The API returns 11 tab-separated columns (no header):

1. Experiment ID (SRX...)
2. Antigen class (e.g., "TFs and others")
3. Antigen name
4. Cell type class (e.g., "Blood")
5. Cell type (e.g., "K-562")
6. Number of peaks
7. Input overlap (e.g., "4/5" = 4 of 5 input genes)
8. Background overlap (e.g., "10/18851")
9. log10(P-value)
10. log10(Q-value)
11. Fold enrichment

## Data Biases

ChIP-Atlas enrichment results are influenced by the composition of public ChIP-seq data:

- **Well-studied factors are over-represented.** TFs like TP53, RELA (NF-κB), and CTCF have hundreds to thousands of public experiments, while less-studied factors may have only a few.
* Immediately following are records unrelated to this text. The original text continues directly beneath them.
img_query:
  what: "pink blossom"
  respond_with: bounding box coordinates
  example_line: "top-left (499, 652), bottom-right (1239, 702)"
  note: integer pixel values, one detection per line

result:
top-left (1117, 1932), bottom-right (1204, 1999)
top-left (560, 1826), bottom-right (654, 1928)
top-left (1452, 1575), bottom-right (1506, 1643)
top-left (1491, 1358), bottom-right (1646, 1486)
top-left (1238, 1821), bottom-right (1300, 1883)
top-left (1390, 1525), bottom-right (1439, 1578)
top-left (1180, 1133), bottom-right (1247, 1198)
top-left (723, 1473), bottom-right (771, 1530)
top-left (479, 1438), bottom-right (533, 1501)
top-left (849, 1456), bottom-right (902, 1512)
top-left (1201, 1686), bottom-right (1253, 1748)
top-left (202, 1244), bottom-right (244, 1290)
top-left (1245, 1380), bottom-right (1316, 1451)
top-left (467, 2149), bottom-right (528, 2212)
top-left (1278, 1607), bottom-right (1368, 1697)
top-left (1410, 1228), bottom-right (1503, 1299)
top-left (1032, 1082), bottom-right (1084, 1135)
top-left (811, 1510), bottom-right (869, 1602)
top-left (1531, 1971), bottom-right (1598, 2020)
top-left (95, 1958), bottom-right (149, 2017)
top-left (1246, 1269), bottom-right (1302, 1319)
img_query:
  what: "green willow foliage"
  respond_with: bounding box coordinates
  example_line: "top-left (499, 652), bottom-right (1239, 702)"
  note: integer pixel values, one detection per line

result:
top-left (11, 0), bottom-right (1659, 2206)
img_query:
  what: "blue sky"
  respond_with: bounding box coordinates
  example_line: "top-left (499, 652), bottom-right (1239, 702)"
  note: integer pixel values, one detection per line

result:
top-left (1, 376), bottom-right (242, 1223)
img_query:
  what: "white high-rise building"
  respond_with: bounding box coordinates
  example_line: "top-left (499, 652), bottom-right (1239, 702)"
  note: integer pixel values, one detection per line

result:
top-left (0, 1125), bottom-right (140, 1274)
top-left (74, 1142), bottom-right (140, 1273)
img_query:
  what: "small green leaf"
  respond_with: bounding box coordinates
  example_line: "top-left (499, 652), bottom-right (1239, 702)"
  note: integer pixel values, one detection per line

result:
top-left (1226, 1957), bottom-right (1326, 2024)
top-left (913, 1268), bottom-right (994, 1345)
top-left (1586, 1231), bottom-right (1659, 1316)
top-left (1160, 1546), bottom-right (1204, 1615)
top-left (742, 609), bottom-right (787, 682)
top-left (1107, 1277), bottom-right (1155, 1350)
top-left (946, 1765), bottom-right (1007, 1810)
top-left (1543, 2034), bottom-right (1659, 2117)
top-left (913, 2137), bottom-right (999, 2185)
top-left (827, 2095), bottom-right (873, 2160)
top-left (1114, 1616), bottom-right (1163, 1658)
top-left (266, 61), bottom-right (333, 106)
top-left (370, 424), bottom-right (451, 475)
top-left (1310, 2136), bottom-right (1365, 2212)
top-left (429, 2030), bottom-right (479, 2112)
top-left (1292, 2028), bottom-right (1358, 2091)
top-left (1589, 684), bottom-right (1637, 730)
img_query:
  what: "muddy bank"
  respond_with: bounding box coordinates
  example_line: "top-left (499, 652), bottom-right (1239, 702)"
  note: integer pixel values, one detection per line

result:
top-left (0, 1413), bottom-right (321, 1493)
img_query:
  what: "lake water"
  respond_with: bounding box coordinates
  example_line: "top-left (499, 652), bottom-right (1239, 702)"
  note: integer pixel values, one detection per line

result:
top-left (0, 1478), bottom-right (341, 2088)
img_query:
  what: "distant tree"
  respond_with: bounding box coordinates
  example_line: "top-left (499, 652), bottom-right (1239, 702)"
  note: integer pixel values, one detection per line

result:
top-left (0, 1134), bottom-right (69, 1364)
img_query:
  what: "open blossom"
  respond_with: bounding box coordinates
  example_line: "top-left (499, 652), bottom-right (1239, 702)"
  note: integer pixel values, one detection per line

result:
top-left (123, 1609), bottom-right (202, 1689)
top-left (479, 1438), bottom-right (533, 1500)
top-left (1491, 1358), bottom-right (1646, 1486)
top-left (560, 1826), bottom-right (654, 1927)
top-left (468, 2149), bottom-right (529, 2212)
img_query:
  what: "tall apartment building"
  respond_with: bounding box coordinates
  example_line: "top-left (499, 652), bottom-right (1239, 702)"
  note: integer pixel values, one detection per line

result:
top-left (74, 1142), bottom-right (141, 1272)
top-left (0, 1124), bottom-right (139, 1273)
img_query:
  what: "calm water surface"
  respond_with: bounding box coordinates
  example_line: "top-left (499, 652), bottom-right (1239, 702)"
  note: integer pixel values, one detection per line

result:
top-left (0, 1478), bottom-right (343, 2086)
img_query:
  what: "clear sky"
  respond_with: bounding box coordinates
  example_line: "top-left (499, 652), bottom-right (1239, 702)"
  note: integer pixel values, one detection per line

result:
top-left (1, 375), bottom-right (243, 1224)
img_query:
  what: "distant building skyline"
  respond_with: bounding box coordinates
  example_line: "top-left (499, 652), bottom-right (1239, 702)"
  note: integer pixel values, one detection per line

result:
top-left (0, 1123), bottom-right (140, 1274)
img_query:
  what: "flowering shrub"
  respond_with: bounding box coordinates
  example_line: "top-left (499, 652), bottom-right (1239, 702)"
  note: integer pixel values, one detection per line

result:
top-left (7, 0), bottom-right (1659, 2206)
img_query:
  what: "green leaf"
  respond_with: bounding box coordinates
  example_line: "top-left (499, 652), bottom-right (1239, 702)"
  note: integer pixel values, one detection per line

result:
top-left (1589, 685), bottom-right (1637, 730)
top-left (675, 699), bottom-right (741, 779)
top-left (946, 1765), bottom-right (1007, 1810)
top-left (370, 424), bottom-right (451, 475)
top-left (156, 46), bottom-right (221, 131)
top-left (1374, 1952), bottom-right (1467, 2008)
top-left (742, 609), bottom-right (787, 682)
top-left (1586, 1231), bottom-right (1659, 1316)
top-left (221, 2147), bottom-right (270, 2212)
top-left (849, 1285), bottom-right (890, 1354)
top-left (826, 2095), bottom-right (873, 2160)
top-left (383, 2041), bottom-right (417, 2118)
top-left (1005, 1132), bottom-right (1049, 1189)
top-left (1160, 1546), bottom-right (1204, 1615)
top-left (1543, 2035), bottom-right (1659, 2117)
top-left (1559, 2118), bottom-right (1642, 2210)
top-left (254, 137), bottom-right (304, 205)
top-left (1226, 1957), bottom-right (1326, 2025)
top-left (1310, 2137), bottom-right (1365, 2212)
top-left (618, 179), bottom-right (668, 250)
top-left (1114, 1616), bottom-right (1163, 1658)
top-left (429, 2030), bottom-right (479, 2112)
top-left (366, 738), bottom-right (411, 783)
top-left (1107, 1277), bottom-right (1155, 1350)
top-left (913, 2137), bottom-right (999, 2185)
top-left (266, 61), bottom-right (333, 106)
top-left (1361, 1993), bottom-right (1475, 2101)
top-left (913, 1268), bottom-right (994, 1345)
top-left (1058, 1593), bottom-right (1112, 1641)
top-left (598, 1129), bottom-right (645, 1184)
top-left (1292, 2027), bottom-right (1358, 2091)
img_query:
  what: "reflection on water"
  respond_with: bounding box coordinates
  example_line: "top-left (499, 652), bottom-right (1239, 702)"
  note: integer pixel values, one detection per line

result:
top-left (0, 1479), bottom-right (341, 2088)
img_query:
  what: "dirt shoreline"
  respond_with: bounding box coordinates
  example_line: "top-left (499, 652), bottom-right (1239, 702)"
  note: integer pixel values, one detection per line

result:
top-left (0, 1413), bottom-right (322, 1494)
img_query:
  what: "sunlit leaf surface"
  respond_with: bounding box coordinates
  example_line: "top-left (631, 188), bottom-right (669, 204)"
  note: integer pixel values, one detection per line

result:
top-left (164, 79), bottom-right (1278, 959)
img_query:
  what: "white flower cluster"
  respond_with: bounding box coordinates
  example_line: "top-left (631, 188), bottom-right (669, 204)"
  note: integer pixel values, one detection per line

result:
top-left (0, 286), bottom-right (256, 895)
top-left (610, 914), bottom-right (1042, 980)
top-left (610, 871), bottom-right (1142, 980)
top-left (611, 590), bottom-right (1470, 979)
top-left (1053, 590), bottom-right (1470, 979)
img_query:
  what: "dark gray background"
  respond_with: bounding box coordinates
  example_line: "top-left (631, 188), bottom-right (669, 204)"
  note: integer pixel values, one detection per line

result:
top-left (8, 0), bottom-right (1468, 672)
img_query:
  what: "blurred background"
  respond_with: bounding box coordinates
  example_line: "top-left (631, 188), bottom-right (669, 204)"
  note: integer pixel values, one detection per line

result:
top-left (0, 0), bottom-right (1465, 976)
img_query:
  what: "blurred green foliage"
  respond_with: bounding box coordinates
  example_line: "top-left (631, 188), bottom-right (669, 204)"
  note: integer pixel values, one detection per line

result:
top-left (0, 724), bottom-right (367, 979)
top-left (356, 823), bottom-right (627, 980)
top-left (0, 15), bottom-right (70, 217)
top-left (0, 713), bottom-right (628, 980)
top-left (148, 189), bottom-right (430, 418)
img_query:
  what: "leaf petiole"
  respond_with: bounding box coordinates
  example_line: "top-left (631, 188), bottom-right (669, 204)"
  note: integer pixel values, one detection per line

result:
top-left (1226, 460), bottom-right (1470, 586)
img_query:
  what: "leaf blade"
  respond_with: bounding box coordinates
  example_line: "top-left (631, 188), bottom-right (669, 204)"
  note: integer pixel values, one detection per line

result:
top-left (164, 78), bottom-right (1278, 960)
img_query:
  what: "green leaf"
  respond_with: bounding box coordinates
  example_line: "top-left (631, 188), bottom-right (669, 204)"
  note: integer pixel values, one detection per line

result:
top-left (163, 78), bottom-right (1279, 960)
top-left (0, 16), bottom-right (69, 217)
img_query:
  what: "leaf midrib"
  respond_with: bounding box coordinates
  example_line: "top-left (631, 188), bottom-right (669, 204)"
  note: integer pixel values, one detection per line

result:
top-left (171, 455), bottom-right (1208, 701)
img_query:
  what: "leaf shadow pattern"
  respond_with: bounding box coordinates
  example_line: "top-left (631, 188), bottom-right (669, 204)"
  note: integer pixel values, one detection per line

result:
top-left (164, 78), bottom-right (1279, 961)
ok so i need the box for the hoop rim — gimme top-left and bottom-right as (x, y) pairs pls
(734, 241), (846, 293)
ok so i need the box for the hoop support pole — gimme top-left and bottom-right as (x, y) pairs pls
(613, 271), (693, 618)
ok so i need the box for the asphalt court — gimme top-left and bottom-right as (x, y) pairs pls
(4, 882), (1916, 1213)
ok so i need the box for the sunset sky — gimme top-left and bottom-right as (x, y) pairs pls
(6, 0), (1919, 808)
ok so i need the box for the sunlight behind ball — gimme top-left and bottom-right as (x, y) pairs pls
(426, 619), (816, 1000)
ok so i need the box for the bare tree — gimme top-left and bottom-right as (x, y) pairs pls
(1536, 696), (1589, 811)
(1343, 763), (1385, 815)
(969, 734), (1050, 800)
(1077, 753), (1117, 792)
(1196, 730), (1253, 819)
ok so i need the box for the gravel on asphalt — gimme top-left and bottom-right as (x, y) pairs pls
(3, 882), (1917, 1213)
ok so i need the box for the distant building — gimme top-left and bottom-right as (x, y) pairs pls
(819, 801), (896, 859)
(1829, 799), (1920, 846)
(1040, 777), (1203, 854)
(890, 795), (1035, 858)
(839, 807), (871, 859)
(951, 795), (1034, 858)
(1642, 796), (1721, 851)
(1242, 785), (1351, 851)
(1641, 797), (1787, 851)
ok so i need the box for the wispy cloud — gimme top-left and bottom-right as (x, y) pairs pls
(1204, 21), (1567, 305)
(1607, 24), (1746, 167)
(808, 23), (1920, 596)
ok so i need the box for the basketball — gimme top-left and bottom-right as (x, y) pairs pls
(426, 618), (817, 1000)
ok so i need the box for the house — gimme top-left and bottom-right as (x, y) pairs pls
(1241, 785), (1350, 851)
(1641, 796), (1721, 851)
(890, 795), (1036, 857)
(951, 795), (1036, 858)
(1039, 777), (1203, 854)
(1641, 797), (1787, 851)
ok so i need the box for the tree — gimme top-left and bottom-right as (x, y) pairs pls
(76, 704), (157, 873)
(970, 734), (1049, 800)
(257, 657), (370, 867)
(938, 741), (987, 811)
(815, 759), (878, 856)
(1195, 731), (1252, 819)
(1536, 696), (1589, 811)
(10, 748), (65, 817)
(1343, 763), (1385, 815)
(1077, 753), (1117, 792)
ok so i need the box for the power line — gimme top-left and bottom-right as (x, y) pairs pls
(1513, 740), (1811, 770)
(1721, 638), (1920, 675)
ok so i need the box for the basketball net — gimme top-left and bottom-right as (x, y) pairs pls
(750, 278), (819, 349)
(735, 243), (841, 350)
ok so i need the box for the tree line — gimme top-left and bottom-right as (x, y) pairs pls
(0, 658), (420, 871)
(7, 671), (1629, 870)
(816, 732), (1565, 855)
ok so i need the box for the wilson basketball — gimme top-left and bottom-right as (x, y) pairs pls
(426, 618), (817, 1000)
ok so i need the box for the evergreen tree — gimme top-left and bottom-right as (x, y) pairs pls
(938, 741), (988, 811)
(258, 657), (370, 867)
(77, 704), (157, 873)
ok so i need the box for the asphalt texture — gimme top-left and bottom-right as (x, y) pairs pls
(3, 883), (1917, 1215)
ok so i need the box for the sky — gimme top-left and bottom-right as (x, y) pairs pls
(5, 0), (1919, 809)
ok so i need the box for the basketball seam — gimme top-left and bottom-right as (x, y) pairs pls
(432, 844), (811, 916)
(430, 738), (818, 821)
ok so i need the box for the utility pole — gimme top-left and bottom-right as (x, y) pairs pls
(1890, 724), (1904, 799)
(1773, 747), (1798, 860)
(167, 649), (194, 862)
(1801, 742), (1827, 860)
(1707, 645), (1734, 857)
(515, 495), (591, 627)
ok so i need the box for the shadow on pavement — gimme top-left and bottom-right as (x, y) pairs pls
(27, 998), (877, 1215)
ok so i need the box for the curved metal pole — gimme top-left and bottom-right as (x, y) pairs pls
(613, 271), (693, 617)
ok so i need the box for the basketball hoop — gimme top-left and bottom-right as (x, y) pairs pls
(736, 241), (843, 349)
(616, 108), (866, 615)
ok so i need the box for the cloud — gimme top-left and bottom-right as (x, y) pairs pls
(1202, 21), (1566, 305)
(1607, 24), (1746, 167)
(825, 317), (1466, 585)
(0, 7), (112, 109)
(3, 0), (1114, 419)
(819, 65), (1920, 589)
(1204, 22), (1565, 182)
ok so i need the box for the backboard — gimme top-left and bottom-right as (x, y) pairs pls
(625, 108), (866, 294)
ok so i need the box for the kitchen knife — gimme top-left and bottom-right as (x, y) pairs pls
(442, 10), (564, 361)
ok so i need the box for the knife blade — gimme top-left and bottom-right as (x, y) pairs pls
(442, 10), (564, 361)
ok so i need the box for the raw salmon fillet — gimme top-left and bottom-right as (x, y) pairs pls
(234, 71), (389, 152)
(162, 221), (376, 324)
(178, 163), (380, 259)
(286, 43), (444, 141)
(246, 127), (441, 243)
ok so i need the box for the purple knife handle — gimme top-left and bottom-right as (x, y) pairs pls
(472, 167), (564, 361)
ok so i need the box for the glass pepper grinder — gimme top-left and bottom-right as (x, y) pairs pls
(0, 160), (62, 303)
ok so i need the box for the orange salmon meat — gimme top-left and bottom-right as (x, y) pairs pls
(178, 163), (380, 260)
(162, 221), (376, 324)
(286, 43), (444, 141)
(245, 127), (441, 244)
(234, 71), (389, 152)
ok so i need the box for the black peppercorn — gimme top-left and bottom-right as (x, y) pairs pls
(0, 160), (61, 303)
A factor appearing enriched may partly reflect data availability rather than biological specificity.
- **Common cell types dominate.** Cell lines like K-562, HeLa, and MCF-7 contribute disproportionately to the database. Enrichment in these cell types is more likely to be detected simply due to more available data.
- **Publication bias.** Experiments in public databases skew toward positive results and well-characterized regulatory relationships.

**Recommendations:**
- Use Q-value ranking (not fold enrichment) to prioritize results
- Consider the number of available experiments when interpreting factor importance
- Validate key findings with orthogonal methods (expression data, perturbation experiments, motif analysis)

## References

- Zou et al. (2024). "ChIP-Atlas 3.0: a data-mining suite to explore chromosome architecture together with large-scale regulome data." *Nucleic Acids Research*.
- Zou et al. (2022). "ChIP-Atlas 2021 update: a data-mining suite for epigenomic exploration." *Nucleic Acids Research*.
- Oki et al. (2018). "ChIP-Atlas: a data-mining suite powered by full integration of public ChIP-seq data." *EMBO Reports*.